Chemical and physical data
- Formula: C_{8}H_{9}FN_{2}O_{3}
- Molar mass: 200.169 g·mol^{−1}
- 3D model (JSmol): Interactive image;
- SMILES FC=1C(=O)NC(=O)N(C=1)[C@@H]2OCCC2;
- InChI InChI=1S/C8H9FN2O3/c9-5-4-11(6-2-1-3-14-6)8(13)10-7(5)12/h4,6H,1-3H2,(H,10,12,13)/t6-/m1/s1; Key:WFWLQNSHRPWKFK-ZCFIWIBFSA-N;

= Tegafur =

Chemical compound

Tegafur is a chemotherapeutic prodrug of 5-fluorouracil (5-FU) used in the treatment of cancers. It is a component of the combination drug tegafur/uracil. When metabolised, it becomes 5-FU.

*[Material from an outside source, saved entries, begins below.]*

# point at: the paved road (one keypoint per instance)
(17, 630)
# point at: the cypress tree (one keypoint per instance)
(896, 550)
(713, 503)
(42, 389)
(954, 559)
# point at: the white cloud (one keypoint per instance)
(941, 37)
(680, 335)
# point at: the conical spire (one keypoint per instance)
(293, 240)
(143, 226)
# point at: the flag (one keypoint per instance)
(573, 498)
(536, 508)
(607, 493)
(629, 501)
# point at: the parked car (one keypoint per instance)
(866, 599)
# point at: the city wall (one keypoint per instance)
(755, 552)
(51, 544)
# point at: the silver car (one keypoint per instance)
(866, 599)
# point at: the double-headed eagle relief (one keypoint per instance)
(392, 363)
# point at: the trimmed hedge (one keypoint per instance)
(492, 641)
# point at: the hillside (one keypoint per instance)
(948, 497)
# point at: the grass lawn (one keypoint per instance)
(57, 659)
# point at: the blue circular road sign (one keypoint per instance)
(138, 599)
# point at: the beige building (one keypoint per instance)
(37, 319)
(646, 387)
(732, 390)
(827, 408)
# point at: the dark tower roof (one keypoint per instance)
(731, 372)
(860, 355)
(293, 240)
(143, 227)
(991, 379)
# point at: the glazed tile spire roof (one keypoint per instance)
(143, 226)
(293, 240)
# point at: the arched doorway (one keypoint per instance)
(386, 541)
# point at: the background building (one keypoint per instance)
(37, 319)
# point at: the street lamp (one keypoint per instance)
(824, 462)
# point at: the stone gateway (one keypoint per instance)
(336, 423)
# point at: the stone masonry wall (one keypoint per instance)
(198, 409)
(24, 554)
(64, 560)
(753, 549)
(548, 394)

It was patented in 1967 and approved for medical use in 1972.

==Medical uses==
As a prodrug to 5-FU it is used in the treatment of the following cancers:
- Stomach (when combined with gimeracil and oteracil)
- Breast (with uracil)
- Gallbladder
- Lung (specifically adenocarcinoma, typically with uracil)
- Colorectal (usually when combined with gimeracil and oteracil)
- Head and neck
- Liver (with uracil)
- Pancreatic

It is often given in combination with drugs that alter its bioavailability and toxicity such as gimeracil, oteracil or uracil. These agents achieve this by inhibiting the enzyme dihydropyrimidine dehydrogenase (uracil/gimeracil) or orotate phosphoribosyltransferase (oteracil).

==Adverse effects==
The major side effects of tegafur are similar to fluorouracil and include myelosuppression, central neurotoxicity and gastrointestinal toxicity (especially diarrhoea). Gastrointestinal toxicity is the dose-limiting side effect of tegafur. Central neurotoxicity is more common with tegafur than with fluorouracil.

===Pharmacogenetics===

The dihydropyrimidine dehydrogenase (DPD) enzyme is responsible for the detoxifying metabolism of fluoropyrimidines, a class of drugs that includes 5-fluorouracil, capecitabine, and tegafur. Genetic variations within the DPD gene (DPYD) can lead to reduced or absent DPD activity, and individuals who are heterozygous or homozygous for these variations may have partial or complete DPD deficiency; an estimated 0.2% of individuals have complete DPD deficiency. Those with partial or complete DPD deficiency have a significantly increased risk of severe or even fatal drug toxicities when treated with fluoropyrimidines; examples of toxicities include myelosuppression, neurotoxicity and hand-foot syndrome.

==Mechanism of action==
It is a prodrug to 5-FU, which is a thymidylate synthase inhibitor.

==Pharmacokinetics==
It is metabolised to 5-FU by CYP2A6.